I’m at the point where I really don’t want to ever see them again. They’re all very rude, stigmatizing jerks.
The same woman (who made the mass murderer comment) had a look of horror on her face when I was holding one of the family babies. I have it imprinted in my head – she looked at me like I was going to murder the baby.
The one person on that side of the family (a guy who has mild depression; the only one of them that slightly treats me like a person) asked me if I wanted to hold their baby. I said ‘OK’ very hesitantly (because I knew what would happen)… and when I was holding the baby, the woman (my Stepdad’s sister) came in. You could see all of her bottled up emotions about me on her face in one instantaneous moment.
What’s worse is that she is deliberately trying to convince my parents to move away to Tennessee with them in a few years. She knows that I’m very connected to my Mother and that my Mother helps me with meals and so forth, getting me around town for appointments, etc. My Mother is the only one that understands me; that TRIES to understand me.
She (my Stepdad’s sister) doesn’t give a ****. She’s a very insensitive, rude and obnoxious person. My parents are my lifeline and she’d be happy with taking them away, blissfully forgetting about me while she lives in Tennessee in some expensive house. She’s a SUPER competitive person…and I can sense that she’s vying for their favor and competing with me. She gets what she wants all the time and expects to get this, too.
When I came over for lunch yesterday, she said “I WANNA SEE YOU EAT!” – like I should eat ravenously because I’m some poor schizo slob that can’t cook for himself. It was the way she said it… and it’s insidious stuff like this that drives me away from them.
Hopefully you know what I’m getting at – the insidiously stigmatizing things your family says and does to make you feel like a pile of ****. They do it so subtly… and then combine it with not-so-subtle things (the mass murderer comment) to pack a one-two whammy that really knocks me out by the end of the event!
She showed me the cake for my Mother. I said “It’s beautiful!!!.. Wow! So beautiful!!” – and she motioned to her eyes, and said “Booo–Hooo! So beautiful!”, making fun of my emotion for the art of the cake.
I was kind of shocked by the insidiousness of the comment and didn’t know what to say…
My Stepdad LOVES his Sister and has the same attitude about mental illness. He thinks you can just ‘suck it up’ and deal with it.

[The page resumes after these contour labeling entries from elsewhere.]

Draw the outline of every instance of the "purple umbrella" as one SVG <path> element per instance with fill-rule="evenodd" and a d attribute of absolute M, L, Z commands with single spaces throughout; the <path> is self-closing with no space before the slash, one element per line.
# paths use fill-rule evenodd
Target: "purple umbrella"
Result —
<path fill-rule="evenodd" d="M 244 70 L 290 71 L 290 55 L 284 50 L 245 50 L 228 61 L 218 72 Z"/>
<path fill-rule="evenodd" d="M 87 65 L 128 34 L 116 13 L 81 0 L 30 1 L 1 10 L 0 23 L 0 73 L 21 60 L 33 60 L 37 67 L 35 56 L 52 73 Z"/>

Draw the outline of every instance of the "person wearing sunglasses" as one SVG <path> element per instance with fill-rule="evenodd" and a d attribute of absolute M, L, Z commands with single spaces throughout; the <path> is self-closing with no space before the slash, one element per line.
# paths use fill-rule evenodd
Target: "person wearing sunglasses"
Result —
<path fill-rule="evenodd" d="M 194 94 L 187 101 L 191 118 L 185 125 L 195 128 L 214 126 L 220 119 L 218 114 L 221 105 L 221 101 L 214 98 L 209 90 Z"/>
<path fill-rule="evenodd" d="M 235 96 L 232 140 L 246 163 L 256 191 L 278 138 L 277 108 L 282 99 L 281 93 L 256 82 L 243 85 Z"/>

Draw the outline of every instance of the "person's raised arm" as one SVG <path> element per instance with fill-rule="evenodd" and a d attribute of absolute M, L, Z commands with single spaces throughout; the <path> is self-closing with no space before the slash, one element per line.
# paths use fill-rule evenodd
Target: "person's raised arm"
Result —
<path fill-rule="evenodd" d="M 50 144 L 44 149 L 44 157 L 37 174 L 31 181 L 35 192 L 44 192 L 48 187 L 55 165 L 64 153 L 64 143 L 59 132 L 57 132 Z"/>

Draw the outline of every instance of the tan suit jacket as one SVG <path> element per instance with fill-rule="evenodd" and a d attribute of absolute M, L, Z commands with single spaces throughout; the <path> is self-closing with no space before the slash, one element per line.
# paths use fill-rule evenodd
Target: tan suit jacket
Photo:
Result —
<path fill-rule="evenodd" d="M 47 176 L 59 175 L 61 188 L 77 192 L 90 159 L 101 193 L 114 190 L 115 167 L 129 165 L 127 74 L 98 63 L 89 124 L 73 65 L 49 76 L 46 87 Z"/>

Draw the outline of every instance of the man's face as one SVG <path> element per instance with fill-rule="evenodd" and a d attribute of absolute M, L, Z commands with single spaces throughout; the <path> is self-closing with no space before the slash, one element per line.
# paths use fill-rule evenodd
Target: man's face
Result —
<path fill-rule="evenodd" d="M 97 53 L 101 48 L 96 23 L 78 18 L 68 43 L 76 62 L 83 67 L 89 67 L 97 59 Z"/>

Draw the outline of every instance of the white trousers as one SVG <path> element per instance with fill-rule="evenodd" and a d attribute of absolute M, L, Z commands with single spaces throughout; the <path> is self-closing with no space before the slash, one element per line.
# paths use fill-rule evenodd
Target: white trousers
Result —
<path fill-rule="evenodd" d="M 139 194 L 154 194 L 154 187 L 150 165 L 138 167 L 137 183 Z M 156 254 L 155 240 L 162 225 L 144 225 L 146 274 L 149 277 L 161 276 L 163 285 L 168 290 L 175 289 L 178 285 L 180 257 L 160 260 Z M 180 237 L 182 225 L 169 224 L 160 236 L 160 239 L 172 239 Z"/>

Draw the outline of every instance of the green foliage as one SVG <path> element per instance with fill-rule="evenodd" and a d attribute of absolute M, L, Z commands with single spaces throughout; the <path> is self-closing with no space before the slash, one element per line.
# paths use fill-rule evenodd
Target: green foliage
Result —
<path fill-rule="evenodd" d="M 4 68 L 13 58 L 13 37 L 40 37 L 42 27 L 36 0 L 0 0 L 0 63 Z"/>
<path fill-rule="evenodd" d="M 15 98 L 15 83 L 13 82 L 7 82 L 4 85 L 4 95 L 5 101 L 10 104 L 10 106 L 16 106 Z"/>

Said to me the other day when I told him I was going to paint a mural on my wall: “Don’t cut your ear off or anything!!”
I have talked with my Mother about it, but the only opinion that matters is my Stepdad’s. He’s in control.
I went to dinner with my Stepdad’s Sister one time (with my Mother and Stepdad)…and was telling them about a person at my apartment complex that’s giving me trouble.
She (my Stepdad’s Sister) said “Just tell them you murdered a bunch of people and they’ll leave you alone.”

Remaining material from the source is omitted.